One day all the lives that I thought were me were chopped off. I was all that remained of my kind. Massive blocks were raised by other lives , facing me. These blocks, it seemed, were meant to encage lives like the ones that raised it. Patches , of me, were grown here and there in a rather predictable manner, quite contrary to how lives like me grow.
During daytime I would watch the encaged lives outside in front of me, doing things. They all seemed to share an emotion that I had not quite felt before ever in my life. It never made me feel good. But there were these rare occasions when they felt lighter and I would go back to being myself again. That’s when I learnt what pain meant and what peace did.
Sometimes I watched one life deliberately causing pain to the other lives of its kind. And sometimes I would watch all lives raising slogans against the one that tyrannised. And every time they did that I wanted to bow down to them. These were the only instances when I saw myself in humans.
One day it was all over. No one was imprisoned. No one was inflicting pain. No one was exhibiting acts of bravery or oneness. It was over. But I had still grown during this phase.
For a while I rarely saw any humans. The ones that I did see were much like the clouds. And as though none of this ever mattered, again I had grown.

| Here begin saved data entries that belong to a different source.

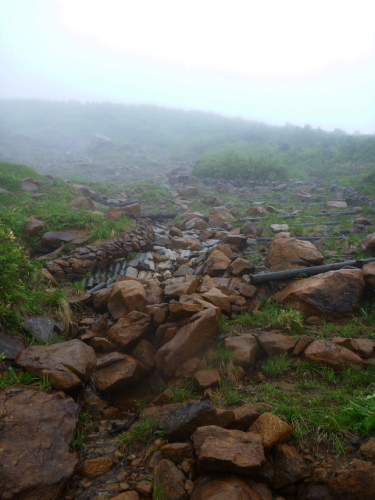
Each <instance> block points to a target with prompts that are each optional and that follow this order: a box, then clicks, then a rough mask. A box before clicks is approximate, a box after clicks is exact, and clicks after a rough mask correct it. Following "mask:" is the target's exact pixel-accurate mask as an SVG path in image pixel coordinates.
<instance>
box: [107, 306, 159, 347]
mask: <svg viewBox="0 0 375 500" xmlns="http://www.w3.org/2000/svg"><path fill="white" fill-rule="evenodd" d="M150 324H151V316H149V315H148V314H145V313H142V312H139V311H133V312H131V313H129V314H127V315H126V316H125V317H124V318H120V319H119V320H118V321H117V323H116V324H115V325H113V326H112V327H111V328H110V329H109V330H108V337H109V338H110V339H111V340H112V341H113V342H114V343H115V344H116V345H117V347H118V348H119V349H120V350H126V349H133V347H135V345H136V344H137V343H138V342H139V340H141V338H143V337H144V336H145V335H146V334H147V333H148V332H149V331H150Z"/></svg>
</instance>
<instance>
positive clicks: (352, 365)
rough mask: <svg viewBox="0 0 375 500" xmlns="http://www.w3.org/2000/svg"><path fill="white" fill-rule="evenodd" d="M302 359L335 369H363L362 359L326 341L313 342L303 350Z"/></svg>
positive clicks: (354, 354) (332, 343) (317, 340)
mask: <svg viewBox="0 0 375 500" xmlns="http://www.w3.org/2000/svg"><path fill="white" fill-rule="evenodd" d="M303 357H304V359H305V360H307V361H312V362H314V363H319V364H320V365H324V366H329V367H332V368H335V369H340V368H342V367H343V366H347V367H351V368H355V369H357V370H361V369H362V368H363V367H364V362H363V359H361V358H360V357H359V356H358V355H357V354H355V353H354V352H352V351H350V350H349V349H347V348H346V347H342V346H340V345H338V344H334V343H333V342H329V341H328V340H314V342H312V343H311V344H310V345H308V346H307V347H306V349H305V350H304V353H303Z"/></svg>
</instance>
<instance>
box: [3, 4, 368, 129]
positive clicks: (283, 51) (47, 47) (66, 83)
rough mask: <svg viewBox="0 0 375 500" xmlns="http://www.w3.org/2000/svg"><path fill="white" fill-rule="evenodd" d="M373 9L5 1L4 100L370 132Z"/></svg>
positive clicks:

Today, I see people throughout the year. Some talk about the people that were imprisoned. Some listen, while the rest continue talking among themselves. Some laugh while others revere. They have brought me into the limelight calling me the Banyan tree that witnessed all the struggle. I see people taking pictures of me just as I see them taking pictures of the prison.
From peace to struggle to a tourist attraction, I have indeed witnessed it all. The terror, the suppression, the anger, the brotherhood and friendship, the pain, tears and death, the thirst for freedom and the absolute knowing that the thirst shall be quenched…………….. I’ve seen it all, and I have also seen how all of this is now only a mere mention in these premises.
Soon I shall be gone too. The witness shall also diminish into the void that the witnessed disappeared into.
So what is it that matters, she asks, the one writing for me. Is there anything that matters?
Fortunately for her, more than seven decades of observing has blessed me with the answer to her question.
The only thing that matters. The only purpose that ever existed and shall ever exist – change.
You and I are the change.
You and I are the experience. Nothing else matters.
[ P.S: The prison the banyan tree speaks of in this blog is the Cellular Jail in Port Blair, Andaman island. The banyan tree was and is a witness to the freedom struggle of India within the walls of the prison.]